Alkylation at N‐1 of the NADP + adenine ring with 3,4‐epoxybutanoic acid gave 1‐(2‐hydroxy‐3‐carboxypropyl)‐NADP + . Enzymic reduction of the latter, followed by alkaline Dimroth rearrangement and enzymic reoxidation, gave N 6 ‐(2‐hydroxy‐3‐carboxypropyl)‐NADP + . On the other hand, bromination at C‐8 of the NADP + adenine ring, followed by reaction with the disodium salt of 3‐mercaptopropionic acid, gave 8‐(2‐carboxyethylthio)‐NADP + . Carbodiimide coupling of the three carboxylic NADP + derivatives to polyethyleneimine afforded the corresponding macromolecular NADP + analogues.
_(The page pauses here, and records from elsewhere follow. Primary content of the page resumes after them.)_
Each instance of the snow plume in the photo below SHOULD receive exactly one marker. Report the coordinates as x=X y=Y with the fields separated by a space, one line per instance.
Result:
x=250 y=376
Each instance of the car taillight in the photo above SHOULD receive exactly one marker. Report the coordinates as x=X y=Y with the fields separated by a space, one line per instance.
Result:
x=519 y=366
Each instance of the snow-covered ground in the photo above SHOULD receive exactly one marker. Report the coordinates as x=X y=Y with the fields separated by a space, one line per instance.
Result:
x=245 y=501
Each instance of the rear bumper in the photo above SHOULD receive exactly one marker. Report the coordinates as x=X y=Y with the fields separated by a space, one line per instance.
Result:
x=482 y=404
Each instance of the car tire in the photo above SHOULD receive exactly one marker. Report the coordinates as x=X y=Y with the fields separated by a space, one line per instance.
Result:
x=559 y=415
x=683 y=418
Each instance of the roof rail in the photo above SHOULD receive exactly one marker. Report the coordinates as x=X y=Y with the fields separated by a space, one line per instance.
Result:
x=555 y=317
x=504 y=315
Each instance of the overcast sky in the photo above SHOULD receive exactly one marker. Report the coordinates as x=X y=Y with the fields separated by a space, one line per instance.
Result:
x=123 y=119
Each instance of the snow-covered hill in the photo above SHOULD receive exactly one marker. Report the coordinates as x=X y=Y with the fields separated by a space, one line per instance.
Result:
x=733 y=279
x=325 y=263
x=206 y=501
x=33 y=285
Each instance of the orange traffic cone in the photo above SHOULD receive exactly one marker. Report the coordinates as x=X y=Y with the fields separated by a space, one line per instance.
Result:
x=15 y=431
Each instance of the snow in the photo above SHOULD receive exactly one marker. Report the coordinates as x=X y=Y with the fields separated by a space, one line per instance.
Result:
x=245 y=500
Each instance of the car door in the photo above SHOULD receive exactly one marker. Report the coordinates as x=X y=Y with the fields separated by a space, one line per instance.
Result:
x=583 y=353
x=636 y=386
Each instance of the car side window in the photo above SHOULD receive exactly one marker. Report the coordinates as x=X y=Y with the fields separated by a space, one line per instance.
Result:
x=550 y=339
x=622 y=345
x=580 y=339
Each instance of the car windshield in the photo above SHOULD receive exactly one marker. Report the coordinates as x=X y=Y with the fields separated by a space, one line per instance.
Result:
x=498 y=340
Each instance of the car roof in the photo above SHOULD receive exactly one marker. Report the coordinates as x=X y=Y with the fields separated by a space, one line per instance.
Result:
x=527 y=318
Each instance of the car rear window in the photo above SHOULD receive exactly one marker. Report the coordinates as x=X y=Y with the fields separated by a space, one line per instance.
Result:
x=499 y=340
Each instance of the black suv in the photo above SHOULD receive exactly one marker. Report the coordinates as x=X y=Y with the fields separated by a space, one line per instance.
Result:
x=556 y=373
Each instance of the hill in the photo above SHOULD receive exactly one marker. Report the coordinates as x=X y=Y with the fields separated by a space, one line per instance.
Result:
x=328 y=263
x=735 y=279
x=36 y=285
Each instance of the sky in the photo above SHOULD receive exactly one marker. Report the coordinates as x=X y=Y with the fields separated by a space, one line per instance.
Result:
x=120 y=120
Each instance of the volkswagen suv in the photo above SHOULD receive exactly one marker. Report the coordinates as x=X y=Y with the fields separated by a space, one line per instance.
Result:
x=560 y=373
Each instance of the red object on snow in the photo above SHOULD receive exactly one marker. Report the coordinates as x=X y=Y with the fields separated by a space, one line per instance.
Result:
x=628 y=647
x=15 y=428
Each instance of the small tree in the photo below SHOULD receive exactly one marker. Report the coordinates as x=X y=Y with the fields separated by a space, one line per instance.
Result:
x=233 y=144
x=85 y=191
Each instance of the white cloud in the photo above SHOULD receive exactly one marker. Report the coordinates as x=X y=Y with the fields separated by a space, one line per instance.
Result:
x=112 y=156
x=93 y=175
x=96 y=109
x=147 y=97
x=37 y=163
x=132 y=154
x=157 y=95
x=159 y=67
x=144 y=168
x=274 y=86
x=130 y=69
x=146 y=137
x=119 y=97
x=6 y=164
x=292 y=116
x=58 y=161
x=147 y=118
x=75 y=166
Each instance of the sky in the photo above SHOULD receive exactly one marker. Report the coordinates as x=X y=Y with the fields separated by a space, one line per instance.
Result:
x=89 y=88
The carboxylic and the polyethyleneimine derivatives synthesized have been shown to be co‐enzymically active with yeast glucose‐6‐phosphate dehydrogenase, liver glutamate dehydrogenase and yeast aldehyde dehydrogenase. The degree of efficiency relative to NADP + with the three enzymes ranged from 17% to 100% for the carboxylic derivatives and from 1% to 36% for the polyethyleneimine analogues. On comparing the efficiencies with the three enzymes of the N‐1 derivatives to the one of the corresponding N 6 and C‐8 analogues, the order of activity was N‐1 > N 6 > C‐8, except in the case of the carboxylic compounds with glutamate dehydrogenase, where this order was inverted. None of these modified cofactors were active with pig heart isocitrate dehydrogenase.